Data Processing Agreement (DPA)

1. Scope and Roles

This agreement governs the processing of personal data. ...through the service of Cumulus.aero acts as a Data Processor on behalf of the Flight School (the Data Controller).

2. Data Security

We implement industry-standard security measures. All data is hosted on European servers by European companies  ensuring data sovereignty and full compliance with GDPR.  We aim for 99.5% uptime. Maintenance windows will be communicated 48 hours in advance.

Data Breach Notification

In the event of a personal data breach, Cumulus.aero will notify the Client without undue delay (and no later than 48 hours) after becoming aware of the breach.

Access and user roles

The Client is responsible for managing access for its instructors and students. The Client must ensure that all login credentials are kept confidential.

3. Confidentiality

Following EASA recommendations, we treat all student and instructor data as sensitive strictly confidential and do not share it with third parties unless required by aviation authorities or law. To comply with the EU Data Act 2026, Cumulus.aero guarantees that the Client owns all data entered into the platform.

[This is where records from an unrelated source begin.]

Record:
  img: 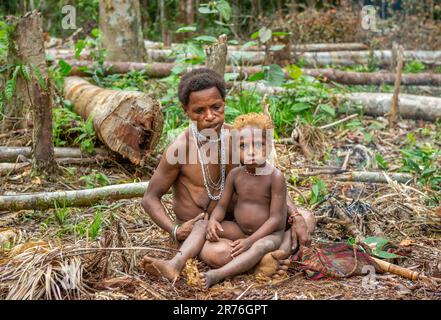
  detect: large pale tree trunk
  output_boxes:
[3,11,55,175]
[100,0,145,62]
[176,0,194,42]
[64,77,164,165]
[64,61,441,86]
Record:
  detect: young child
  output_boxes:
[200,113,287,288]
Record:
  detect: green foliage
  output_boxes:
[309,177,328,205]
[400,144,441,191]
[361,237,405,259]
[79,169,110,189]
[403,60,426,73]
[375,153,389,170]
[52,104,96,153]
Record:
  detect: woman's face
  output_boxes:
[184,87,225,133]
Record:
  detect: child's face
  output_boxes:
[184,87,225,133]
[239,126,268,167]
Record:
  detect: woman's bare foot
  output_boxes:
[141,256,181,281]
[254,250,290,277]
[199,272,219,289]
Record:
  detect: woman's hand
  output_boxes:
[176,212,205,241]
[207,219,224,242]
[231,238,252,258]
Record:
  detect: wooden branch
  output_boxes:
[0,147,110,162]
[389,43,403,127]
[0,182,148,211]
[335,171,413,183]
[63,60,441,86]
[205,34,228,77]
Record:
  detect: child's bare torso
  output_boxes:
[234,167,272,235]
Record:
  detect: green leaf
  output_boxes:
[198,7,219,14]
[248,71,265,81]
[250,30,260,39]
[285,64,302,80]
[372,250,404,259]
[320,104,335,117]
[5,66,21,100]
[290,102,311,113]
[187,42,205,58]
[270,44,285,51]
[273,31,290,37]
[216,0,231,21]
[75,40,87,59]
[31,63,47,90]
[90,28,101,38]
[193,35,217,43]
[240,41,257,50]
[224,72,239,82]
[58,59,72,76]
[375,153,389,170]
[259,27,273,43]
[265,64,285,87]
[21,65,31,81]
[176,26,196,33]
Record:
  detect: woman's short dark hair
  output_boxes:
[178,68,225,106]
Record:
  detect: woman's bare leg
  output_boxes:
[255,208,316,277]
[199,231,283,288]
[141,220,207,281]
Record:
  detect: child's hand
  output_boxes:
[231,238,252,258]
[207,219,224,242]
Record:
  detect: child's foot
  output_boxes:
[199,272,219,289]
[141,256,180,281]
[254,250,290,277]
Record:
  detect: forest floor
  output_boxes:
[0,117,441,300]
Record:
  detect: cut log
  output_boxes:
[99,0,146,62]
[338,92,441,122]
[236,82,441,122]
[300,67,441,86]
[389,43,403,127]
[300,50,441,67]
[64,77,164,166]
[48,49,441,68]
[0,182,148,211]
[205,34,228,77]
[335,171,413,183]
[62,60,441,86]
[144,40,368,52]
[0,147,110,162]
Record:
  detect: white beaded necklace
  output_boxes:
[190,123,226,201]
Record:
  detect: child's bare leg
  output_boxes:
[255,208,316,277]
[254,230,291,277]
[199,221,246,268]
[199,231,283,288]
[141,220,207,281]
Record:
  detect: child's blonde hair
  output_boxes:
[233,112,274,130]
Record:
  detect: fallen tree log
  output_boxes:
[338,92,441,122]
[64,77,164,165]
[236,82,441,122]
[0,156,102,176]
[335,171,413,183]
[299,50,441,67]
[300,69,441,86]
[47,49,441,68]
[144,40,368,52]
[64,60,441,86]
[0,147,110,162]
[0,182,148,211]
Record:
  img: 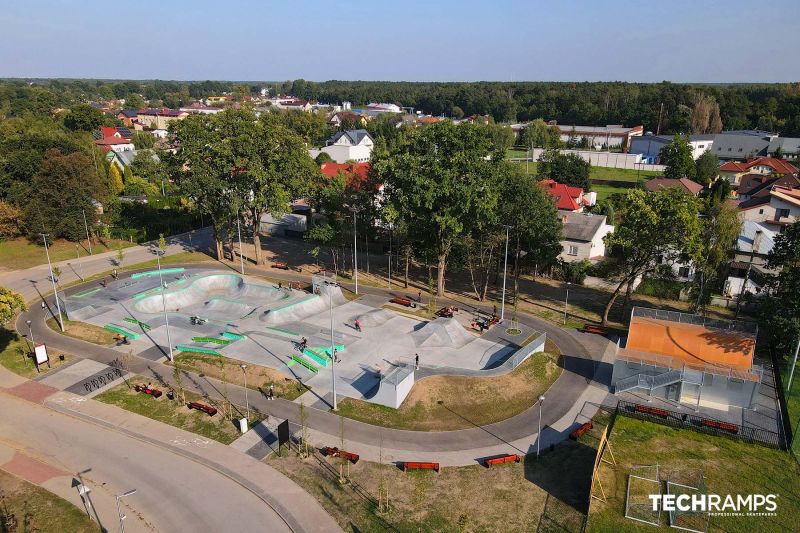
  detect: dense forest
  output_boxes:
[6,79,800,136]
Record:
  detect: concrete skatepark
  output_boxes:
[64,268,544,408]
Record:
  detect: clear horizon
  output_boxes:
[0,0,800,84]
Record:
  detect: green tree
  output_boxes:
[536,149,592,191]
[660,135,697,180]
[695,150,719,185]
[64,104,103,131]
[372,121,505,295]
[759,223,800,355]
[0,287,28,325]
[603,188,700,325]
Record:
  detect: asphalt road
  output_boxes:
[0,393,289,532]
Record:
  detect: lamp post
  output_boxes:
[325,281,337,411]
[239,363,250,423]
[500,226,511,322]
[536,396,544,459]
[236,215,244,275]
[39,233,64,333]
[117,489,136,533]
[156,248,172,361]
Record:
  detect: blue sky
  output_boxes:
[0,0,800,82]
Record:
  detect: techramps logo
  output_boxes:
[648,494,778,516]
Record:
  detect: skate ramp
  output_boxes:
[355,309,397,327]
[133,274,291,318]
[411,318,475,348]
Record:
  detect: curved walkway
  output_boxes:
[17,268,613,465]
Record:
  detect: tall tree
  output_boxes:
[660,135,697,180]
[603,188,700,325]
[373,121,504,295]
[536,149,592,191]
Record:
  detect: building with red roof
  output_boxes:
[538,179,594,213]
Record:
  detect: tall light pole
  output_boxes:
[325,281,337,411]
[239,363,250,424]
[39,233,64,333]
[236,215,244,276]
[536,396,544,459]
[500,226,511,322]
[156,248,172,361]
[117,489,136,533]
[83,209,93,255]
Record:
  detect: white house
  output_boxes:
[558,210,614,262]
[309,130,375,163]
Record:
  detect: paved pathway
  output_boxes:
[0,367,340,532]
[17,267,613,465]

We provide a “One-Click Export” tool allowing the Client to retrieve all student files and flight logs in a structured, machine-readable format (JSON/CSV) at any time. We will assist the Client in fulfilling their obligations to respond to students or employees ‘requests for exercising their rights (Right to Access, Erase, or Portability).

4. Confidentiality

As a B2B service, Cumulus.aero is not liable for indirect damages or loss of profit. Our liability is limited to the amount paid by the Client in the 12 months preceding the claim. We are not responsible for the accuracy of flight training data entered by instructors.

5. Technical and Organizational Measures (TOMs)

We implement the following security measures:

  • Hosting: All data stays in the EU.

  • Encryption: Data is encrypted at rest (AES-256) and in transit (TLS 1.3).

  • Access Control: Strict internal “need-to-know” access policies for users and our developers.